Jà étoit passé le connétable de France et grand’foison de barons qui étoient ordonnés pour l’avant-garde et logés en Artois. Et le duc de Bretagne venoit atout deux mille lances, qui avoit grand’affection de conforter son cousin le comte de Flandre à ce besoin ; et moult y étoit tenu, car il l’avoit trouvé très appareillé du temps passé en ses affaires, bon et loyal ami.

Tous seigneurs approchoient, lointains et prochains ; et vinrent le comte de Savoie et le comte de Genève à bien sept cents lances de purs Savoyens. Le dit comte étoit fils du vaillant et gentil comte de Savoie, si comme vous avez ci-dessus ouï recorder ; allé en étoit avec le duc d’Anjou en Italie et au royaume de Naples, et là étoit trépassé d’une maladie ; dont ce fut grand dommage. Le duc Frédéric de Bavière s’avala aval à belles gens d’armes, et vint en Hainaut, et se tint au Quesnoy, et se reposa et rafreschit de-lez le duc Aubert son oncle, et son ante la duchesse Marguerite, et ses cousins leurs enfans. Le duc de Lorraine et le duc de Bar, atout grand’route, passèrent outre et s’en vinrent loger en Artois. Messire Guillaume de Namur, qui point n’avoit été en ces guerres dessus nommées, car le comte l’en avoit déporté, vint servir le roi et le duc de Bourgogne à deux cents lances de très bonnes gens d’armes ; et passèrent parmi Hainaut et s’en vinrent loger en Tournesis. Seigneurs venoient de tous lez, si efforcément et de si grand’volonté pour servir le roi de France que merveille est à considérer.

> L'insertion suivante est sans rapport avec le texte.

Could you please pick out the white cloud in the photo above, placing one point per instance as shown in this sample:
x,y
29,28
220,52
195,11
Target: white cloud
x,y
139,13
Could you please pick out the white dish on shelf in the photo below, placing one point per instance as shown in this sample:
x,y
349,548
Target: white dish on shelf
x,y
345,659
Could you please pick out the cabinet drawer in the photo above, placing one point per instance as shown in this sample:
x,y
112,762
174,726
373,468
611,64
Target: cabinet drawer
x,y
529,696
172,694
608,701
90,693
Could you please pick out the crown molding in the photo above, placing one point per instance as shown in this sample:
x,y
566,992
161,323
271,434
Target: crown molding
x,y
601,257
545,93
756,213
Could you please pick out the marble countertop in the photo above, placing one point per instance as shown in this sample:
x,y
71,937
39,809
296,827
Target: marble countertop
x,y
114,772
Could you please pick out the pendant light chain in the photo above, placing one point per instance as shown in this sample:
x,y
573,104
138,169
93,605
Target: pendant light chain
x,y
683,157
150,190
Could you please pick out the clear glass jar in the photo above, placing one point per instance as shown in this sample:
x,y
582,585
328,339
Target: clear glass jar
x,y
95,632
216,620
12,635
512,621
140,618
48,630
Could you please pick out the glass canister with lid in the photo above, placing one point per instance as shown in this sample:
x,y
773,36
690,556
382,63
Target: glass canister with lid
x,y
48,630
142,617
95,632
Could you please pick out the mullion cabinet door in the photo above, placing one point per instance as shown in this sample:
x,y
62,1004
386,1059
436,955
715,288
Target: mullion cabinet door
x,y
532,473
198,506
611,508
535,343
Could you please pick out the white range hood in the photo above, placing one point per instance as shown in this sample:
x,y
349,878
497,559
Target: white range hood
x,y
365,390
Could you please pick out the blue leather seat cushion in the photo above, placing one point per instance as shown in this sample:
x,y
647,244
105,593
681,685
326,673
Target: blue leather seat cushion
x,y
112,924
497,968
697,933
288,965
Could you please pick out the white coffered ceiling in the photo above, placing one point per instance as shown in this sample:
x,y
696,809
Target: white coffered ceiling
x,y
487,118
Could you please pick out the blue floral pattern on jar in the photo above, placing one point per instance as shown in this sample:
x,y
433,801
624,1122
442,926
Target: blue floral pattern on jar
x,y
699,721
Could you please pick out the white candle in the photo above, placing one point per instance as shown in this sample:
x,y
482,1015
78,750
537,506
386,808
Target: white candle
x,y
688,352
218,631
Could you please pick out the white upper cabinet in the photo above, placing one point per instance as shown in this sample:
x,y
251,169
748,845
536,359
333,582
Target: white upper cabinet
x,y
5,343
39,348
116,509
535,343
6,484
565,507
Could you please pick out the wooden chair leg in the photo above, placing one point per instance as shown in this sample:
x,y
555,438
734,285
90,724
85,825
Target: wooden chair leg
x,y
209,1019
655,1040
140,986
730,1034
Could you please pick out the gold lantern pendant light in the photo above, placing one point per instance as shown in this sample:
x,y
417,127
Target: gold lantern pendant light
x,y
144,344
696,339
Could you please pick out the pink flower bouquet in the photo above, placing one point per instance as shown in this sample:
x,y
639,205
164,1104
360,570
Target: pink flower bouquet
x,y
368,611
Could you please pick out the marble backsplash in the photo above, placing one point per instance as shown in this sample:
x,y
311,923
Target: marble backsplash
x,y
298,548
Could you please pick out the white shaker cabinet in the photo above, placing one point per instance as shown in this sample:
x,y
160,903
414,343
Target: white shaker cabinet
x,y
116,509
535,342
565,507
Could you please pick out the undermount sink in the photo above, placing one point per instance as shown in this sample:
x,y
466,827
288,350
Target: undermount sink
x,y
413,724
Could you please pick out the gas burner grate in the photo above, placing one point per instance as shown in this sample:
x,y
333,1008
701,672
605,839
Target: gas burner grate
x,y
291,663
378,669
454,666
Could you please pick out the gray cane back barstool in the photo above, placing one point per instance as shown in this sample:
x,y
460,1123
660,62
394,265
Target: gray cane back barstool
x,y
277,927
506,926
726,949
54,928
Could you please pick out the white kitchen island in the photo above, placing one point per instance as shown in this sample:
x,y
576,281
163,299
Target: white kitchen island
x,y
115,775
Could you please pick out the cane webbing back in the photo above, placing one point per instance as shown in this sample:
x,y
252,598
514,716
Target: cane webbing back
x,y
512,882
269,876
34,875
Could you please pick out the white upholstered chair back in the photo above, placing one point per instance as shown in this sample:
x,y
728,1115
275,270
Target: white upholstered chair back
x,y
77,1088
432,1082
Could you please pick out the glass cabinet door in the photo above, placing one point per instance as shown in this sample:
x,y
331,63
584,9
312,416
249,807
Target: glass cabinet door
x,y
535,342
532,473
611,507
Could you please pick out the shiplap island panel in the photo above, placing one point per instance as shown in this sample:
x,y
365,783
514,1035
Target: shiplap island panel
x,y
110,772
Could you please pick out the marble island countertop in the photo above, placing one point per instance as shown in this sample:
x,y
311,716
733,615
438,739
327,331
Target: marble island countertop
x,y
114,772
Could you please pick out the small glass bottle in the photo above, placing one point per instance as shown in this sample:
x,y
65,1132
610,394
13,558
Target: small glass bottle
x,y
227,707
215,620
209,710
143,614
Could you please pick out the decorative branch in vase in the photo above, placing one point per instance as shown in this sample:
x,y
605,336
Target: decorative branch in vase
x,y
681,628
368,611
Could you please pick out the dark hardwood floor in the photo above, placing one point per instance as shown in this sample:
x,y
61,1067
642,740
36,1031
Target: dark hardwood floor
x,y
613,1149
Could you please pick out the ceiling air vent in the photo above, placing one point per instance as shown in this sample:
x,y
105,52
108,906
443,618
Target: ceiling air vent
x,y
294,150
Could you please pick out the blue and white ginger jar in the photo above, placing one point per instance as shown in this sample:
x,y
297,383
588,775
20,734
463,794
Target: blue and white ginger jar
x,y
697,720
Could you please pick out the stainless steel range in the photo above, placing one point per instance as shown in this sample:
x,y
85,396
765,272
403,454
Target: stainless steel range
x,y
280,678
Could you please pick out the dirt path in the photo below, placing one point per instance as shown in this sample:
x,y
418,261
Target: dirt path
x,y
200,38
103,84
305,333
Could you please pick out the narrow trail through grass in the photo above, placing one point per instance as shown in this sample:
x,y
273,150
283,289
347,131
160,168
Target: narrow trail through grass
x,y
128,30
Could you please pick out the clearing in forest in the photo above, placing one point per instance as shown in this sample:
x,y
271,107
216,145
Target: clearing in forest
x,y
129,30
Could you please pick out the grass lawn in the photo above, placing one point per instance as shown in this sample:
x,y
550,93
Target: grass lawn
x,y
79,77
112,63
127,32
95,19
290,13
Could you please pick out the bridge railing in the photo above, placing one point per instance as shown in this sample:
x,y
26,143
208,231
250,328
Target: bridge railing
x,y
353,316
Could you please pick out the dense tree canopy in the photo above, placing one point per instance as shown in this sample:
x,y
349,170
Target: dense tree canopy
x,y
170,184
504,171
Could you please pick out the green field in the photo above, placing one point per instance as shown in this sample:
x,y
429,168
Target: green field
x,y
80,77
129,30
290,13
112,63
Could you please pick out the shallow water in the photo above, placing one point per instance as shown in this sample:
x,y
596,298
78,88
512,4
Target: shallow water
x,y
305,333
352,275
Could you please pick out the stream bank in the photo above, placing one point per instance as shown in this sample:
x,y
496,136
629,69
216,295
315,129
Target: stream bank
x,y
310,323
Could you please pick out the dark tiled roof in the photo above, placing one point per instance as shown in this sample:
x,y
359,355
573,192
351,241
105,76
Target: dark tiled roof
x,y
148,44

Le comte Guy de Blois, en ces mandemens et assemblées faisant, avoit geu deshaitié à Landrecies ; et quand il put souffrir la peine, il fut apporté en litière à Beaumont en Hainaut, et là fut mieux à son aise ; car cel air lui fut plus agréable que celui de Landrecies. Si ne savoient ses gens, et aussi ne faisoit-il, si il pourroit souffrir la peine de chevaucher en celle armée avec le roi. Nonobstant qu’il fût moult deshaitié et moult foible, si se faisoient ses pourvéances grandes et grosses. Et aussi ses gens de la comté de Blois, le sire de Montguy, le sire de Viezin, messire Willemes de Saint-Martin, messire Walleram de Doustienne, capitaine de Romorentin et ces autres chevaliers et écuyers avalèrent aval pour venir au service du roi de France.